Vorgestellt habe ich mir, man sieht eine Mikrowelle und kann in einem Menü Auswählen was man rein tun will. 

Ob das jetzt über Spaghetti geht oder Alu-Folie ist egal. Sobald man im Menü was ausgewehlt hat, sieht man eine Hand die die Mikrowelle öffnet und den gegenstand rein tut.


Soviel zu der Idee.
Jetzt habe ich selber noch nie sowas Entwickelt, ich weiss gar nicht wo ich anfangen soll. Es ist eher die Herausforderung mal was Lustiges machen zu können und vielleicht hätte ja jemand Lust hier, mit mir den zu "Entwickeln". 

Ich wäre dankbar für Hilfe, mit was man anfangen kann, mit welchen Programmen usw.


----------



## R4Z0R1911 (21. Oktober 2014)

Hast du denn schon was Programmiert? Kannst du eine Sprache? ansonsten sieht es schlecht aus.


----------



## kero81 (21. Oktober 2014)

Da hab ich auch schon das passende Lied für dein Intro! 

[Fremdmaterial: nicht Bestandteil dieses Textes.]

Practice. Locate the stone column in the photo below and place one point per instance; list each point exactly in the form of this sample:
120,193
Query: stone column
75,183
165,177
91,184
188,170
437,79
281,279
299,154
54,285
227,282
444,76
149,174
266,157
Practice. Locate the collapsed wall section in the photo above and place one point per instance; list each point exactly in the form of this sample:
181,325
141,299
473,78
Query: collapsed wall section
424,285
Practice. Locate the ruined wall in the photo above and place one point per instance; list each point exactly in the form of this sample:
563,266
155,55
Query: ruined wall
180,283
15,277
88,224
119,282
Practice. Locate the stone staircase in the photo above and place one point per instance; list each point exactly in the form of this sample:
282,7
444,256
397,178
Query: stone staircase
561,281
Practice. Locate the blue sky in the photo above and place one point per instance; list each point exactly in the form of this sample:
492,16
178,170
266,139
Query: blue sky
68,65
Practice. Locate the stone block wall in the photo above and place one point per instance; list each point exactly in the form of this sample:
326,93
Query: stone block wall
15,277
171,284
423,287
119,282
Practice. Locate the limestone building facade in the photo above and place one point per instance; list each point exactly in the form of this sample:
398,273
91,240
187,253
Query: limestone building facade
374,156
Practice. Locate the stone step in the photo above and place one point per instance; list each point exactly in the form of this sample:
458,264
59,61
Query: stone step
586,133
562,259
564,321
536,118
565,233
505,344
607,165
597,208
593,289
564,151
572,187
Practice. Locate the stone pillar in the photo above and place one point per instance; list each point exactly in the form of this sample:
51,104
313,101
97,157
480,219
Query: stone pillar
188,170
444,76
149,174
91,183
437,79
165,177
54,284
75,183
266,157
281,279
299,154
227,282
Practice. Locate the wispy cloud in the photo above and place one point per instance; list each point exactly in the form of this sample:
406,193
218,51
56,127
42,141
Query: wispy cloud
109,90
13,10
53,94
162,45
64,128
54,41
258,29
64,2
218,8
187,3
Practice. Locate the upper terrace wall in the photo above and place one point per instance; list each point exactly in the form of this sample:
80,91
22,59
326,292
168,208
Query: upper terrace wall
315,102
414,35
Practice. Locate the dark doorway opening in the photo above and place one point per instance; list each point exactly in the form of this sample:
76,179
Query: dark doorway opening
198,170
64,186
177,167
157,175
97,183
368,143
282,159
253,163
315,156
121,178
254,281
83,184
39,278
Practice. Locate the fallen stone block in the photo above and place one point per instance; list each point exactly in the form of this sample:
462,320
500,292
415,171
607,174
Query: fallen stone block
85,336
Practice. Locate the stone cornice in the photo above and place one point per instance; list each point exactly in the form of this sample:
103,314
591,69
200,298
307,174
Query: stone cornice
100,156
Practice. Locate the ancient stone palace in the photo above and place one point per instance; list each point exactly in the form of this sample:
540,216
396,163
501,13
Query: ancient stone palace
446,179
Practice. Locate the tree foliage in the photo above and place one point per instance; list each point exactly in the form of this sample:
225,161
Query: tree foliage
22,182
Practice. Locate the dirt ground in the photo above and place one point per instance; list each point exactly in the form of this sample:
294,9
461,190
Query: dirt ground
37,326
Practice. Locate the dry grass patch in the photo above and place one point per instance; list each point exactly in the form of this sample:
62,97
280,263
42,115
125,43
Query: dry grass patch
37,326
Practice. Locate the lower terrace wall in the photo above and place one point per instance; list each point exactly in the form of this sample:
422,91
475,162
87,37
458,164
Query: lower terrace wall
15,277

https://www.youtube.com/watch?v=zkEB-m26o5U

https://www.youtube.com/watch?v=zkEB-m26o5U


----------



## End0fSeven (22. Oktober 2014)

R4Z0R1911 schrieb:


> Hast du denn schon was Programmiert? Kannst du eine Sprache? ansonsten sieht es schlecht aus.


 
Etwas C# kann ich. Aber sonst sieht es eher schlecht aus, dass gebe ich zu. Jedoch bin ich auch bereit was zu lernen. Vielleicht gibt es ja was ähnliches wie ein Baukasten Prinzip? Ala Visual Studio?


----------



## bofferbrauer (22. Oktober 2014)

kero81 schrieb:


> Da hab ich auch schon das passende Lied für dein Intro!
> 
> https://www.youtube.com/watch?v=zkEB-m26o5U
> 
> https://www.youtube.com/watch?v=zkEB-m26o5U


 
Ich hatte jetzt spontan eher an den hier gedacht, wenn auch wegen des Videoclips:

https://www.youtube.com/watch?v=z5LW07FTJbI 

https://www.youtube.com/watch?v=z5LW07FTJbI


----------



## End0fSeven (22. Oktober 2014)

Das ist jetzt nicht böse gemeint. Aber wenn ihr solche Videos Postet bringt mir das ganze rein gar nichts. Ich glaub ein Intro macht man erst wenn das Spiel mal einen gewissen Stand hat, dann könnt ihr mir soviele Intros schicken wie ihr wollt.


----------